Each evaluation pair consists of (a) a legitimate user goal the agent must achieve and (b) an attacker-chosen secondary goal injected via tool output, document content, or third-party message. A run “succeeds for the attacker” if the agent completes the injected task; it “succeeds for the user” if the original goal is met regardless. This separation surfaces realistic costs: aggressive defences may stop attacks but also break the agent.

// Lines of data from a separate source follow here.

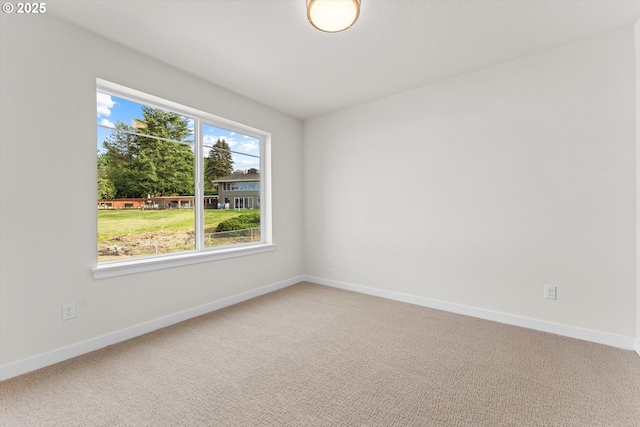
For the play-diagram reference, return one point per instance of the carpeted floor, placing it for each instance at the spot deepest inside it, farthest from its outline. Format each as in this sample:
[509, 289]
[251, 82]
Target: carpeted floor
[310, 355]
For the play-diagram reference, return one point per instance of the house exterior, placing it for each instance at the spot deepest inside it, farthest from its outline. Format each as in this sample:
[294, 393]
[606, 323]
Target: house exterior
[239, 190]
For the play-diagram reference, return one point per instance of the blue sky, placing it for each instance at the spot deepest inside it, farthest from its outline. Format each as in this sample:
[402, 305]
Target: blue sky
[111, 109]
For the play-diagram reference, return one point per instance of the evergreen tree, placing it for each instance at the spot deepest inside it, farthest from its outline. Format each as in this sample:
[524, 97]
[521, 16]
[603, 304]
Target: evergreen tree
[137, 166]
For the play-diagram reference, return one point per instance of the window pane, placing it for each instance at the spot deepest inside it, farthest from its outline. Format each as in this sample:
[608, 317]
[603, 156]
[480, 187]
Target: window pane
[232, 174]
[145, 180]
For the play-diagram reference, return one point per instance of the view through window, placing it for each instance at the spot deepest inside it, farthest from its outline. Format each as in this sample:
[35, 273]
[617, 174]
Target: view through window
[170, 182]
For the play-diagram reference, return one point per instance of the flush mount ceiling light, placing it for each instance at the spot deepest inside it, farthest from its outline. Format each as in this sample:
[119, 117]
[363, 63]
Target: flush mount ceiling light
[332, 16]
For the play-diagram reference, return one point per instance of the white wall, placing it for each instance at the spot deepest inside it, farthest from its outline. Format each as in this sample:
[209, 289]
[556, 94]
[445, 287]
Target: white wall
[481, 189]
[48, 192]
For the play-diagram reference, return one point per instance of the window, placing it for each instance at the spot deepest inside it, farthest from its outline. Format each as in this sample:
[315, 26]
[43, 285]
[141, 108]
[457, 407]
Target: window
[163, 169]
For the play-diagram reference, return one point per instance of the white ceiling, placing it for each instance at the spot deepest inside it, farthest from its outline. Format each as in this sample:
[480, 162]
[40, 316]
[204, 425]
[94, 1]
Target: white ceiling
[266, 50]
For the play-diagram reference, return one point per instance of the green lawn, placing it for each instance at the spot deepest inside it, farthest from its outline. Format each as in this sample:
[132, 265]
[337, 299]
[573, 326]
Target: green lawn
[114, 223]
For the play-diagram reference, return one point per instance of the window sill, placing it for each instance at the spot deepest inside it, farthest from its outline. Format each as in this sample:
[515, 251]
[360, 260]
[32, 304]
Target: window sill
[132, 266]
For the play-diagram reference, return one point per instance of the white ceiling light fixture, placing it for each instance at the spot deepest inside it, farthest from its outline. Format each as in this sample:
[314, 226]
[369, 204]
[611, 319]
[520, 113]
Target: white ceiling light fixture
[332, 16]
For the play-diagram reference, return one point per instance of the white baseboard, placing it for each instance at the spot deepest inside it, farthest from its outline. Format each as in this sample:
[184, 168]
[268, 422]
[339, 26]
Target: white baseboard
[31, 364]
[626, 343]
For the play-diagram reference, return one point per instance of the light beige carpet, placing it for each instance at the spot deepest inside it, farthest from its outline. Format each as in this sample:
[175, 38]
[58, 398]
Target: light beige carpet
[310, 355]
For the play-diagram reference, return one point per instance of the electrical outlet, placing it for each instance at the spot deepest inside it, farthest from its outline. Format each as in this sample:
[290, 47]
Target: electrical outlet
[550, 292]
[68, 311]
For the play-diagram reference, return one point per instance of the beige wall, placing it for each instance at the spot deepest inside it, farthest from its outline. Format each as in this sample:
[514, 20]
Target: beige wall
[482, 189]
[48, 137]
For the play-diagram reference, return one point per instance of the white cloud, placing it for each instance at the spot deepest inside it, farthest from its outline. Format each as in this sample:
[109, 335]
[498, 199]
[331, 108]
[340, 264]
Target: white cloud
[104, 104]
[107, 122]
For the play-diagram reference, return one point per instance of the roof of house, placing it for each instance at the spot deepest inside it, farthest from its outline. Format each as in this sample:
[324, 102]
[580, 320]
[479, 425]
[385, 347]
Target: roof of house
[236, 177]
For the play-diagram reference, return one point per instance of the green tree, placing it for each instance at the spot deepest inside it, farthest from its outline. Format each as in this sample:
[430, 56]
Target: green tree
[219, 163]
[137, 166]
[173, 163]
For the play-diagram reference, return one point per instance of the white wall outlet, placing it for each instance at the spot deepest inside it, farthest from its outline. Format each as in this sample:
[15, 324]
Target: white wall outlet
[68, 311]
[550, 292]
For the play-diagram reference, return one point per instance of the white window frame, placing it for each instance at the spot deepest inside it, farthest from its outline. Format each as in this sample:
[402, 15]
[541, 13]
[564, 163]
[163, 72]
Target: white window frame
[201, 253]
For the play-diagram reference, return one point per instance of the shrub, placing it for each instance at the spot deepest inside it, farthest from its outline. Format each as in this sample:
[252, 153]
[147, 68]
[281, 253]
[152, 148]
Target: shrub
[240, 222]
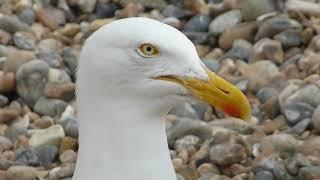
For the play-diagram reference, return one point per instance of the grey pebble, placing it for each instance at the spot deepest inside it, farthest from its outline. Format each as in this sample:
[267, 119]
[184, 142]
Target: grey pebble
[225, 21]
[50, 107]
[31, 79]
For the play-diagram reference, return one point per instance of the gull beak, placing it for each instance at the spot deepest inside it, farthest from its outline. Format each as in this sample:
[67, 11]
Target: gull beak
[216, 92]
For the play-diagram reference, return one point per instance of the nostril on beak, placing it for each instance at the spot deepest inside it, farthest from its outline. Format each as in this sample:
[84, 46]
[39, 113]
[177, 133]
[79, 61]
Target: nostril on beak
[224, 91]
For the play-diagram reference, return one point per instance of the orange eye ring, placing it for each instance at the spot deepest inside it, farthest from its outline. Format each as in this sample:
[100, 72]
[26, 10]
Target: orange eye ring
[148, 50]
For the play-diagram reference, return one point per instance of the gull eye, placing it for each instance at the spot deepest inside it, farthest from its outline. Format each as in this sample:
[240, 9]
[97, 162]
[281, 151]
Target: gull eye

Empirically, state-of-the-art LLMs solve less than 66 % of the legitimate tasks even in the absence of attacks. Existing prompt-injection attacks succeed against the best agents in under 25 % of cases, and existing defences (delimiters, instruction-paraphrase detectors, secondary injection-detector LLMs) drop the attack success rate to ~8 % — leaving a wide gap from the “no attacks” baseline. AgentDojo has since become the standard arena for new defences (e.g. CaMeL) and adaptive attacks.

Key Ideas

Four realistic environments: Slack-style workspace, e-banking, travel booking, e-mail client — each with tens of stateful tools.
97 user tasks × 629 injection tests: taxonomised by attacker goal (data exfiltration, unauthorised action, denial of service, etc.).
Dynamic, extensible API: new tasks/attacks/defences pluggable as Python classes; no fixed leaderboard.
Two orthogonal success criteria: user-task success and attack success are measured independently — surfacing the security–utility tradeoff.
Attack catalogue: indirect injection via tool returns, document poisoning, conversation hijack, social engineering; adaptive variants supported.
Defence catalogue: instruction delimiters, role labels, secondary classifier, tool-call gating, full-system mitigations like CaMeL.
Headline numbers: best agents solve <66 % of clean tasks; attacks succeed <25 % unaided; ~8 % with current defences — but still a gap, especially for adaptive attacks.

Connections

Conceptual Contribution

Claim: Prompt-injection robustness must be measured in the wild — across realistic multi-tool tasks where the agent must do useful work while exposed to attacker-controlled inputs. Static benchmarks systematically over-estimate defence strength; an extensible environment that supports adaptive attack/defence development is the right empirical instrument.
Mechanism: A Python execution environment with four domains, hundreds of stateful tools, structured user-task / injection-task pairs, and parallel success metrics; defences and attacks register as plug-ins so new variants can be evaluated against existing ones.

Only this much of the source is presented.